Plastic pollution is a critical environment issue, with significant plastic waste contaminating soil, oceans, and the atmosphere, posing serious health risks. Kibria et al., (2023) emphasize the need for innovative solutions to manage plastic waste. This research analyzes the relationship between textile structure and the physical and mechanical characteristics of plastic bottle yarn and kenaf yarn textiles. Three weave structures—plain weave, twill 2/2, and twill 3/1—were tested by their tensile strength, percentage crimp, weight, and thickness. A control sample made entirely of kenaf yarn was also subjected to analysis for comparison. The statistics were used to analyze the data in order to determine the correlations among these variables. The findings indicate that fabric structure significantly influences mechanical performance.
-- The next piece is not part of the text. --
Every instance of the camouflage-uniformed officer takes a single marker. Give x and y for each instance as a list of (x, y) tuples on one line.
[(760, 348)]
The twill 3/1 weave had the highest thickness (3.84 mm) and weight (8.021 g/cm²) and is therefore the strongest, while the plain weave had the lowest thickness (2.85 mm) and weight (6.544 g/cm²) and is therefore most appropriate for lightweight applications. Tensile strength tests confirmed that twill 3/1 weaving structure was more effective than the other structures. Additionally, percentage crimp differed, with higher percentage crimp in the control sample (100% kenaf) and better dimension stability for fabrics with plastic bottle yarn. These results affirm the influence of fabric construction to determine performance as well as durability. The study also establishes the economic and environmental worth of plastic bottle yarn in sustainable textile production. For example, in Bangladesh, which is becoming a top manufacturer of recycled yarn and fabrics. Future research should examine larger populations and advanced testing methods to further optimize recycled textile applications.